Wednesday Words: The Cross

What better Wednesday Word could there be for the Wednesday of Holy Week than the Cross? (And, lest anyone be tempted to note that I’m a few days out, you can’t have a ‘Wednesday’ Word on a Friday, so this is as close as I can get!) In some ways the Cross doesn’t seem like all that good a candidate for a word to explain. We all know what a cross is: we see its shape adorning church steeples and neck-lines up and down the country. And you don’t need to have seen a gory film to know the excruciating nature of death on a cross. In fact, that’s even where the word excruciating comes from (Latin crux = cross).

But the Cross is about a lot more than physical suffering. In fact, it’s quite possible to see the physical suffering and yet miss the point of the Cross. And sometimes on Good Friday there’s a temptation in that direction, to focus simply on the horrors of the physical suffering of the cross. To us those physical horrors seem strange and even unique, yet in Roman days there were thousands of crucifixions just like it. Those horrors were repeated time and time again. Even on Good Friday, two guilty men were crucified along with the Sinless One. So, the physical suffering of the cross wasn’t unique. It wasn’t exceptional. In its day, it wasn’t even remarkable. The cross isn’t all about physical suffering.

So what is it about then? Well, what was unique about Christ’s death on the cross? Not the crucifixion itself, but the Person who was crucified. What made Christ’s Cross different from the crosses around Him was who was on the Cross. When we talk about the Cross, we’re not talking about crucifixion in general; we’re talking about Christ crucified. The Christian message is not ‘crucifixion’, but ‘Jesus Christ and Him crucified’ (1 Cor. 2:2). It’s not crucifixion but the Crucified who saves.

So, when we talk about the Cross, it’s really a form of shorthand. We’re not talking about a piece of wood, nor are we talking about a general method of execution. No. What we’re talking about is Jesus’ death on the Cross for our sin.

Whose death? Jesus’ death. Jesus the Sinless One. He was innocent and yet put to death as a criminal.

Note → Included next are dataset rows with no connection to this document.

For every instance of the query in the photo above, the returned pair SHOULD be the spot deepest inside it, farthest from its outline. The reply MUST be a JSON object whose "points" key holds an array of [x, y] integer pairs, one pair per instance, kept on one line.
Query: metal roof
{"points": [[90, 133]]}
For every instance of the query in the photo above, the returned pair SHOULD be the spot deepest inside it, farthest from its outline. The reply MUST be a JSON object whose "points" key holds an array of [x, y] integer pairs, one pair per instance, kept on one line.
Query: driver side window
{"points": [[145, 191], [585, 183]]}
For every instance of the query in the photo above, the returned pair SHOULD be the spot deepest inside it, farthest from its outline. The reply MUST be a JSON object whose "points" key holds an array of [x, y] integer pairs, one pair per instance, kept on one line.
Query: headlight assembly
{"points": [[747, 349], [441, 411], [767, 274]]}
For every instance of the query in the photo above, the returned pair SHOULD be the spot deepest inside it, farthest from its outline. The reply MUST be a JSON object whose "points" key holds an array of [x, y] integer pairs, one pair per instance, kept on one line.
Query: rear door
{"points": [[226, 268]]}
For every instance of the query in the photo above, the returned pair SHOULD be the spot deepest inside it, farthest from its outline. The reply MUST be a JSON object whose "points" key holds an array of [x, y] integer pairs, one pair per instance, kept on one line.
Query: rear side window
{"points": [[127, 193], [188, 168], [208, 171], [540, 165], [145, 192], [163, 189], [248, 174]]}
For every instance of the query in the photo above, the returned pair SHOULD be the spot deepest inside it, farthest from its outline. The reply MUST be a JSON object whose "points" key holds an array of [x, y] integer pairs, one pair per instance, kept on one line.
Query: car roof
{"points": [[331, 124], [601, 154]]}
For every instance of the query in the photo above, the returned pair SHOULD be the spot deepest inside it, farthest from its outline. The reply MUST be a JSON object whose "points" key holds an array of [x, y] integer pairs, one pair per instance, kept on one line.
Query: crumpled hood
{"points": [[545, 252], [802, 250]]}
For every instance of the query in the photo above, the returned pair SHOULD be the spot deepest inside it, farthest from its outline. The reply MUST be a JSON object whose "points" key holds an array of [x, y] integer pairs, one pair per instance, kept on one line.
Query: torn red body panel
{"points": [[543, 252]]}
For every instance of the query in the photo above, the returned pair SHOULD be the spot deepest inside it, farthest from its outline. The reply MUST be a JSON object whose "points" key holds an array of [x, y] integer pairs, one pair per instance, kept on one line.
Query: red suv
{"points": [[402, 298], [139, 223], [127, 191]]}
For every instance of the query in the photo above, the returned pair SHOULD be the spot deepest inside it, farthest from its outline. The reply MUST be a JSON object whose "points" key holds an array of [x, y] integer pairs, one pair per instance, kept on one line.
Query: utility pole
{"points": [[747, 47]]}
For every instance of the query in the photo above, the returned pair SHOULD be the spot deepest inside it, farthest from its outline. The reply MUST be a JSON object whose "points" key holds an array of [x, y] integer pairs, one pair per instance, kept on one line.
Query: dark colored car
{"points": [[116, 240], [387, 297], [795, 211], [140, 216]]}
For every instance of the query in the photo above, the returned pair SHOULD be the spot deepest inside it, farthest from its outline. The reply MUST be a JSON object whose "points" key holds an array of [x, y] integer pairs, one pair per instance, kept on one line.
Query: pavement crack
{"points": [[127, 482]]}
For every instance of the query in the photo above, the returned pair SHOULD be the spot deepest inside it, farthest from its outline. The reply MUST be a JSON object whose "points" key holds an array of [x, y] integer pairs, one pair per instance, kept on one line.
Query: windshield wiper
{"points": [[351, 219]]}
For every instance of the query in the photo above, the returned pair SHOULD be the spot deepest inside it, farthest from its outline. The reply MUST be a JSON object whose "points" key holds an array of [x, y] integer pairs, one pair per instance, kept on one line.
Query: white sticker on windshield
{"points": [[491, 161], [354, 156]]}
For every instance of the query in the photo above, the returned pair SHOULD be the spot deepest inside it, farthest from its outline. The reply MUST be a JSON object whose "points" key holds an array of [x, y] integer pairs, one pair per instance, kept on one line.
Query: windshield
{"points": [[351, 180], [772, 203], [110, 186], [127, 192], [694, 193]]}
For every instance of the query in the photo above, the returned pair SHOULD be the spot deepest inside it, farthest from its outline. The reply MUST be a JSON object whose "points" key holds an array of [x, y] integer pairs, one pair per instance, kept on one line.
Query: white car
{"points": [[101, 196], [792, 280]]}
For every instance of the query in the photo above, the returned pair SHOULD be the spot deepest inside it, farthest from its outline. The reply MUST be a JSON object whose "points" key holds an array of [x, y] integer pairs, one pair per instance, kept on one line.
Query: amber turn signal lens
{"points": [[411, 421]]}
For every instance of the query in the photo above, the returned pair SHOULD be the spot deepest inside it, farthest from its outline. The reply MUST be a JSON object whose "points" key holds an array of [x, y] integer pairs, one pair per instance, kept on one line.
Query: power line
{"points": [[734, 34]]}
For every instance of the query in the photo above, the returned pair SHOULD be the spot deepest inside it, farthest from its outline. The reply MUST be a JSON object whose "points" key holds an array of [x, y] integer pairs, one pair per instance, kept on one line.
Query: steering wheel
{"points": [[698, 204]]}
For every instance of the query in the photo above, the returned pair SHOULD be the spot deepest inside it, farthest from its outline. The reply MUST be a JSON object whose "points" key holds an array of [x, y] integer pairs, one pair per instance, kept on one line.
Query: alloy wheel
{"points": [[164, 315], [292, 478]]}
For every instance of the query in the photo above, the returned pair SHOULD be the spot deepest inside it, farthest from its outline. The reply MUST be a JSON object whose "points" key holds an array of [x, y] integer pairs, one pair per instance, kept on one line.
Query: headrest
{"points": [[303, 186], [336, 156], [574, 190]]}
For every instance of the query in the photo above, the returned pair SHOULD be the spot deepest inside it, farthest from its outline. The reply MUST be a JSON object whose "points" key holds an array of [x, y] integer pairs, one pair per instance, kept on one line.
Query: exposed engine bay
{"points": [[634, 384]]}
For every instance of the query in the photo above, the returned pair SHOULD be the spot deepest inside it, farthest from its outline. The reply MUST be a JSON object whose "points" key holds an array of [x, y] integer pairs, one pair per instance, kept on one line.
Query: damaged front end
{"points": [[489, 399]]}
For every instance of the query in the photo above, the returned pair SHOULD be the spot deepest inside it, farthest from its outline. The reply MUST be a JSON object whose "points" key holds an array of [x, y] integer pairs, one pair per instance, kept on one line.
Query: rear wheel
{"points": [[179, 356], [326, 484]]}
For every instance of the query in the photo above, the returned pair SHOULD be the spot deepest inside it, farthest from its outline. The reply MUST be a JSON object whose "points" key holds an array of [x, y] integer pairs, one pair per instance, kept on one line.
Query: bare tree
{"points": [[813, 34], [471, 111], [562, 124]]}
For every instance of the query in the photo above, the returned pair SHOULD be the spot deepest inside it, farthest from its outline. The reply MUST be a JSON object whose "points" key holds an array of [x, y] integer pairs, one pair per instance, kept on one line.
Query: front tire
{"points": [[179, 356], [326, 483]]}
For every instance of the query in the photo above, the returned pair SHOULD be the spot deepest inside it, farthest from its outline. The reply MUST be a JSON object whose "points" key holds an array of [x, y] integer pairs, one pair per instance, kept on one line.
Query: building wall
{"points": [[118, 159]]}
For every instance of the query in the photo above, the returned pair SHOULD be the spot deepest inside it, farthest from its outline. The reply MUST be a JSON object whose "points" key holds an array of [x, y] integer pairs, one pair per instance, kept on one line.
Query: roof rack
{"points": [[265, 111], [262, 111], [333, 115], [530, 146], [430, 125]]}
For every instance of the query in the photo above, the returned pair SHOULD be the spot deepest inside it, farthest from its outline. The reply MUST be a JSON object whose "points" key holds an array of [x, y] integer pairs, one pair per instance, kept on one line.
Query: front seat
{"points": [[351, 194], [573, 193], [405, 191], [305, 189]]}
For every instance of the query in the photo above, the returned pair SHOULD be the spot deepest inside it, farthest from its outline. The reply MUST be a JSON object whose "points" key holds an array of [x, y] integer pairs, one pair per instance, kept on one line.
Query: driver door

Jesus the Blessed One and in whom all blessing is found (Eph. 1:3) and yet He became a curse for us as His body was hung on a tree (Gal. 3:13). Jesus the eternal Son of God. What’s eternal has no beginning or end, and yet the eternal One died. This is the paradox of the Cross. Jesus had no place there. He is the opposite of all that belongs on a cross. And yet He willingly went to the Cross in our place.

He’s the sinless One. So the sin that took Him to the Cross wasn’t His. As the songwriter put it, ‘It was my sin that held Him there.’ Or, in the words of Scripture, ‘He made Him who knew no sin to be sin for us’ (2 Cor. 5:21). And so on the Cross Jesus dealt with my sin. On the Cross Jesus bore the punishment for my sin. Through the Cross Jesus frees me from my sin. Not by a special piece of wood, but by His atoning death there.

He’s the eternal One. So He need never have died. His life couldn’t be taken from Him, but yet He laid it down willingly for us (John 10:15-18; 15:13). He willingly died for us. He voluntarily died for us. And yet, through His death we have life. Through the death of the eternal One we have eternal life. This is the wonder of the death of the Cross, that Jesus Christ has taken our death and so we share in His life.

Last week, writing in The Guardian, Giles Fraser criticised evangelicals for celebrating ‘the cross of Good Friday … as a moment of triumph.’ According to Fraser, ‘this is theologically illiterate.’ But, the thing is, it’s not. That’s the theology of the Bible and that’s the theology of the Christian church throughout the ages. The Cross of suffering is the Cross of victory. The Cross of shame is the Cross of glory. At the Cross Jesus made an end to our sin – that is victory. At the Cross Jesus took our death and gave us life – that is victory. At the Cross Jesus became a curse so that we might be blessed with all spiritual blessings in Him – that is victory. And this isn’t just some reflection back after the event looking for some good. No. Jesus Himself taught His disciples of the glory of the Cross. In John’s gospel we read of how Jesus spoke of the Cross as His glorification (see e.g. John 12:23-24; 27-33; 13:31-33). Even Jesus words from the Cross declare His victory – ‘It is finished!’ (John 19:30). And Colossians tells us emphatically that ‘having disarmed principalities and powers, He made a public spectacle of them, triumphing over them in [His Cross]’ (Col. 2:15). The Cross is a moment of triumph. The Cross is the victory of our God.